|
What Can It Do?
The main
feature is fast access to a flat, 24-bit
address space. Although there are many ways to retrofit a 'C02 with
expanded memory, AFAIK none can touch this implementation for speed. Given
any random address in the 16 megabyte space, KK can fetch that byte in
6-8 cyles.
It's
fast because:
- the extended
addressing is part of
the instruction
set. There's no MMU to spoon-feed.
- memory is
organized as blocks of 64K (not a fraction
thereof, such as 16K)
Units of 64K make it easy to treat the entire memory as a linear, 16
megabyte space.

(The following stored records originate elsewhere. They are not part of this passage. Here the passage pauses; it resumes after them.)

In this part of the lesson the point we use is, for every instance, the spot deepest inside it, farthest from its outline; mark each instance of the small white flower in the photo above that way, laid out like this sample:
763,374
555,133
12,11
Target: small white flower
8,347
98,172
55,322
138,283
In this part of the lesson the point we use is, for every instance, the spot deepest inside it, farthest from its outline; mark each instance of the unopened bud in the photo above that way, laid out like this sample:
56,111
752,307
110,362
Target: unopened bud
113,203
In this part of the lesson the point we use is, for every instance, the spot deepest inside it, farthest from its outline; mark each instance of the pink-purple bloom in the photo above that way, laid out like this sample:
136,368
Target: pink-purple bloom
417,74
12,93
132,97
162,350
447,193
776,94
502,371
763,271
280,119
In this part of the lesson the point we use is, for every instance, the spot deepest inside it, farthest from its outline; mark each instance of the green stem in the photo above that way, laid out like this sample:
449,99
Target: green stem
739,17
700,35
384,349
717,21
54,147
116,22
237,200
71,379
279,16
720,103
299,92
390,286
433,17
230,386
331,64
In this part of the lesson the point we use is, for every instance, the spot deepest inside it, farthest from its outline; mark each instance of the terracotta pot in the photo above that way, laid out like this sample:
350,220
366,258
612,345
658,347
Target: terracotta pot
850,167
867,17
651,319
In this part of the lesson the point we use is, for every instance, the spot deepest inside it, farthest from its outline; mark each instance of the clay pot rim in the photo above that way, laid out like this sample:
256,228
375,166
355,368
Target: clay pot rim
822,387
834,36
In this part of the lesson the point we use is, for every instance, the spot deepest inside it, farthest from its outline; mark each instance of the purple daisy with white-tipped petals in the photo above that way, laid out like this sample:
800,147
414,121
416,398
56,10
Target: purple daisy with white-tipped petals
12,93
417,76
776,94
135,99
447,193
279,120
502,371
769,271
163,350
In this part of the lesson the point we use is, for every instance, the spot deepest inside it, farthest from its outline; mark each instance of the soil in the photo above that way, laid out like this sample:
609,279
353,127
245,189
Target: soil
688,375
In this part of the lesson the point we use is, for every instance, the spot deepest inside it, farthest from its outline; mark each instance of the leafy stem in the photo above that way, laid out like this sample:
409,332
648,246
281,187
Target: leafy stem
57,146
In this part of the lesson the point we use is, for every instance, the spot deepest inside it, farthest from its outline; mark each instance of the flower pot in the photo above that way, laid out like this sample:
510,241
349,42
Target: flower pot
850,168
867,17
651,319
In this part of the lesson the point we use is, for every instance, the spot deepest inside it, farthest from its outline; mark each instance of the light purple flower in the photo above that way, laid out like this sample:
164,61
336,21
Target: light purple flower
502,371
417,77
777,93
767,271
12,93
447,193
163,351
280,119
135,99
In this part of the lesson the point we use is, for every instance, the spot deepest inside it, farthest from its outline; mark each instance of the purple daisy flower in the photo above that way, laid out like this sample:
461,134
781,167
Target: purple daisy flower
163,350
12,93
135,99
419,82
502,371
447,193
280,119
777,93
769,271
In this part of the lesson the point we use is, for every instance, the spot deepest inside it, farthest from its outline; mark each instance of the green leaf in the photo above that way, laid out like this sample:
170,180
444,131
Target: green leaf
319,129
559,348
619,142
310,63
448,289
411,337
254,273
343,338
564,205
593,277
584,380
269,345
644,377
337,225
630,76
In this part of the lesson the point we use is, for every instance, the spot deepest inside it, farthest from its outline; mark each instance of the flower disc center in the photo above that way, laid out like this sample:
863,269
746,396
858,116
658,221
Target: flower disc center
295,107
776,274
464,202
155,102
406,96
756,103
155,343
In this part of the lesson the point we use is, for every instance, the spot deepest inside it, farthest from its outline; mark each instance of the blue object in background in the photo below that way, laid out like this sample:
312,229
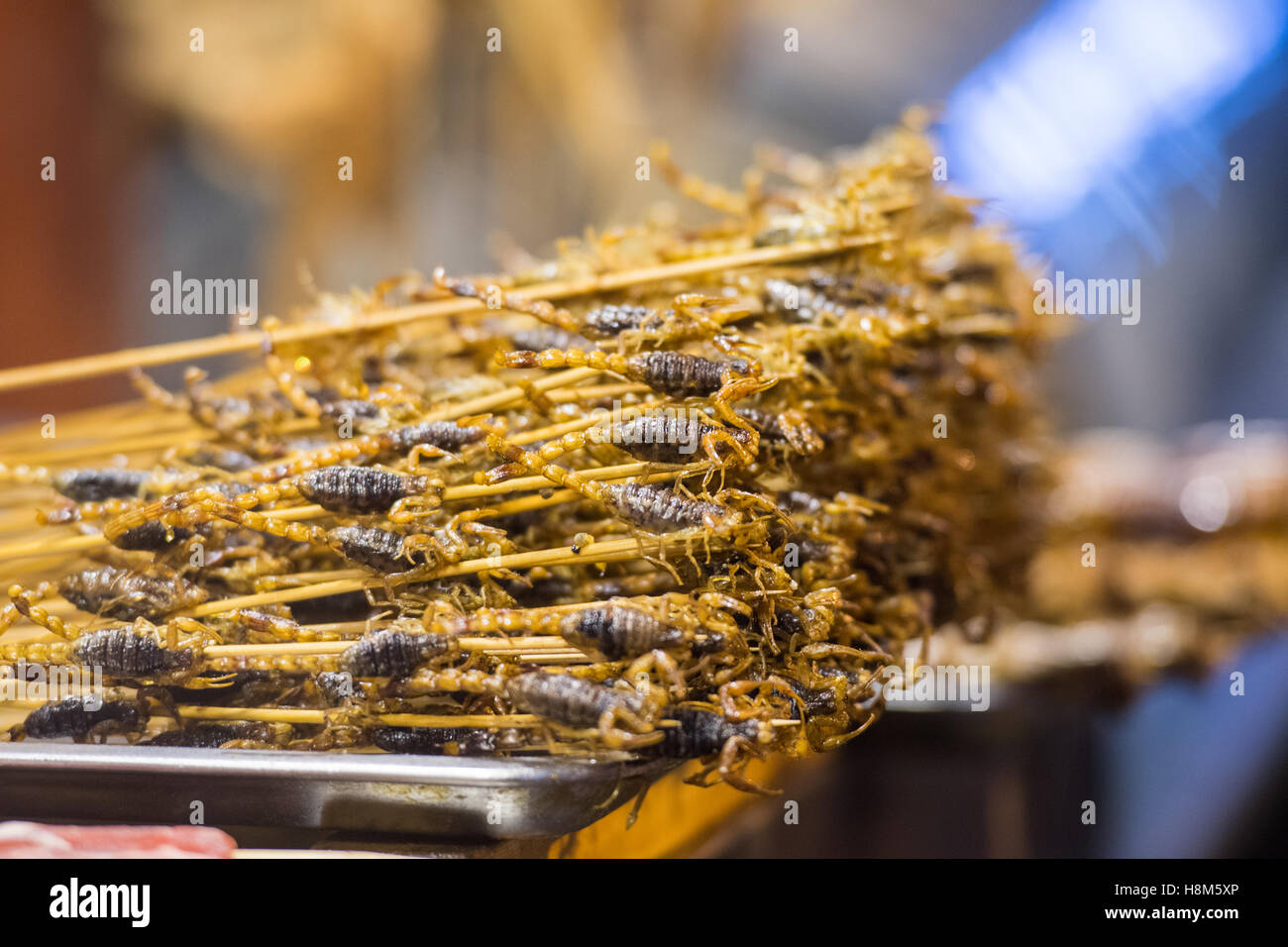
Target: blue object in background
1077,145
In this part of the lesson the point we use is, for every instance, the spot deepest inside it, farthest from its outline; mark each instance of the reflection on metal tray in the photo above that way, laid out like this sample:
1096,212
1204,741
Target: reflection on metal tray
445,796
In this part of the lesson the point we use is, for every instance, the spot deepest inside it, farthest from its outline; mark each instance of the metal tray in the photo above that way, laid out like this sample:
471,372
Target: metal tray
442,796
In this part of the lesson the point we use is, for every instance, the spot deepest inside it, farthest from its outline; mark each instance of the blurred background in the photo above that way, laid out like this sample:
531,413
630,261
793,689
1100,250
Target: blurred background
1109,161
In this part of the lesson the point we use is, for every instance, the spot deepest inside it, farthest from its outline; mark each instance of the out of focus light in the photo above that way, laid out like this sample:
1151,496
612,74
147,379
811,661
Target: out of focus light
1206,502
1042,125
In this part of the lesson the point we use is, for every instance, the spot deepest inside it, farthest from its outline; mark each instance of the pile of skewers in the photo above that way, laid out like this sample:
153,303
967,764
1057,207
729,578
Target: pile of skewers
682,491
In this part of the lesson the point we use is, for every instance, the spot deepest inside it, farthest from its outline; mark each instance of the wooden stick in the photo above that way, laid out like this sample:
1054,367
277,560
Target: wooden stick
230,343
647,472
608,551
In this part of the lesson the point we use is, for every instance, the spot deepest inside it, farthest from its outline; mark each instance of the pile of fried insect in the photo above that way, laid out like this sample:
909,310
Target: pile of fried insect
679,492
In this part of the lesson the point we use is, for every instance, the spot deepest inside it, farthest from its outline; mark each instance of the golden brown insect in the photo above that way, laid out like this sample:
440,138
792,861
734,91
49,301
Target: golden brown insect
691,316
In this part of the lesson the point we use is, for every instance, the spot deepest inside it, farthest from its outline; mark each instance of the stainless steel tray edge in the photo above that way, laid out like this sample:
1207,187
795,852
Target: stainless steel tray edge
442,796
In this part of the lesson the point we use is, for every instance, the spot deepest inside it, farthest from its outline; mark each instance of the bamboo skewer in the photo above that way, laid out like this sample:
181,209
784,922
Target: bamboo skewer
305,716
648,472
230,343
606,551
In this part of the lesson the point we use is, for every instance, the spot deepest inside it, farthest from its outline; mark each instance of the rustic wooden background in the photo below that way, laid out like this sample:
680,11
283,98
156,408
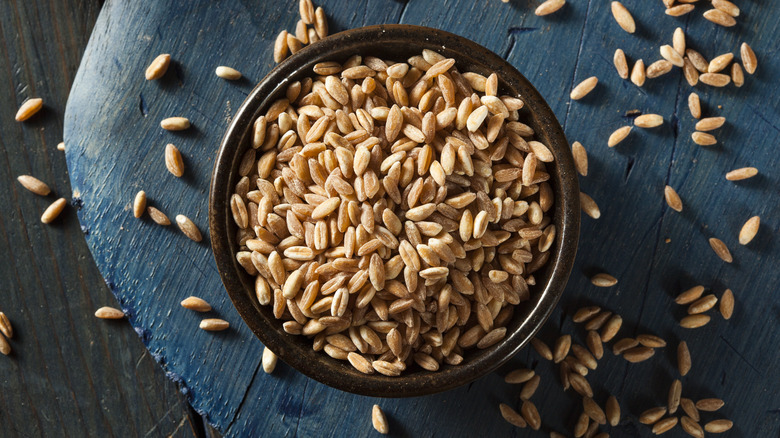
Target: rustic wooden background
115,148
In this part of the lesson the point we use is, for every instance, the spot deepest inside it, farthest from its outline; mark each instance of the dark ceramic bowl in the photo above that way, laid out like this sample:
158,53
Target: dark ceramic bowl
397,42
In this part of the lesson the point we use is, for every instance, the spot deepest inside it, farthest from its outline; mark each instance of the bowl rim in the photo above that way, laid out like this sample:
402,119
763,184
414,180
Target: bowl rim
323,368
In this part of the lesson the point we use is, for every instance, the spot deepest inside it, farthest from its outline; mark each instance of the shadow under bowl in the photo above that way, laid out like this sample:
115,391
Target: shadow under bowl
396,42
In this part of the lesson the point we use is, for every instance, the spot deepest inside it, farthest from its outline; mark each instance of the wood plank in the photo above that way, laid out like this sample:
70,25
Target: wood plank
117,153
69,374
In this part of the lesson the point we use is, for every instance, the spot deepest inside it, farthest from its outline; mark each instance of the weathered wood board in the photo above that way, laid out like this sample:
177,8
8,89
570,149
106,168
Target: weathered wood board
115,148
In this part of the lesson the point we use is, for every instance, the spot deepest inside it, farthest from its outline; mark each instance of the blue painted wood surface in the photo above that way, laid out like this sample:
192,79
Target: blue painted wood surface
115,148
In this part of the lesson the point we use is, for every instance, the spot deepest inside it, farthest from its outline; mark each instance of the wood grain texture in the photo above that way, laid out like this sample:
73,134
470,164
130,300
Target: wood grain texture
117,146
69,374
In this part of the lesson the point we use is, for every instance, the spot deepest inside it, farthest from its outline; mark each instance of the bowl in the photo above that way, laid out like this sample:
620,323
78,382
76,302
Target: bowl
397,42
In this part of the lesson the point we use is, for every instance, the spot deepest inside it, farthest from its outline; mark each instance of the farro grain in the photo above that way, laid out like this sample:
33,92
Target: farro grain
675,392
648,121
158,67
741,173
704,139
719,17
727,304
623,17
683,358
109,313
34,185
53,210
665,425
658,68
228,73
139,204
694,105
619,135
703,304
621,65
561,348
548,7
611,328
748,58
679,10
214,324
188,228
720,62
584,87
673,199
638,74
709,404
531,415
175,123
269,360
157,216
726,6
721,250
196,304
589,206
603,280
715,79
5,326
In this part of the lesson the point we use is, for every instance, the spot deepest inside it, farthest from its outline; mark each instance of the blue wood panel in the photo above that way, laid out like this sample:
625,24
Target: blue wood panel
115,148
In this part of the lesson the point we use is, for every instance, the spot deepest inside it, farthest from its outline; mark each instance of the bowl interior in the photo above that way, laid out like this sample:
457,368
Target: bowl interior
395,42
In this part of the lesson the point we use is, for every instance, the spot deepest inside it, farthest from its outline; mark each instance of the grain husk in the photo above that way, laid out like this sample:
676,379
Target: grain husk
548,7
34,185
53,211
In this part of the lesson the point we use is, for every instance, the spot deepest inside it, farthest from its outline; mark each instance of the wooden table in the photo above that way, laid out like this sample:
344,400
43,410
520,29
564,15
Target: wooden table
69,374
115,149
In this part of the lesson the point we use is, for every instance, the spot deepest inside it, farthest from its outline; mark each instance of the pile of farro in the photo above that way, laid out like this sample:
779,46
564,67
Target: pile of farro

That's because the results of address arithmetic
— a
24-bit addition, for example — are directly acceptable by the
machine. The most-significant byte is
the block address. This is far more efficient than a scheme using, say,
16K
blocks because a 16K-block system needs
to mask and shift the addition result to isolate the block
address before it
can be passed to the hardware.
Efficient linear addressing
opens the door to a modest range of "big data" applications
—
tasks which would cause
most expanded-memory 8-bit machines to hit the wall. They suffer an
order-of-magnitude
speed disadvantage simulating a linear space.
How Does It Work?
Most
of the control
signals originate as microcode
fetched from an EPROM array.
The microcode runs on a state machine that's clocked in lock-step with
the CPU. (One state machine cycle = one CPU/bus cycle.)
The CPU directs instruction fetching. Simultaneous execution by it and
the state machine determines the result.
Block (aka bank)
addresses are
stored in Register File
A, whose read section (at the top of the diagram) feeds A23-A16. These
new
address lines — and A15-A0 directly from the 65C02
— are
what address the 16 megabyte space. (You'll see there's a
second
register file which shadows the first. This makes it possible
to read
back the stored bank addresses when necessary.) A single instruction is
all that's required to load a new bank address.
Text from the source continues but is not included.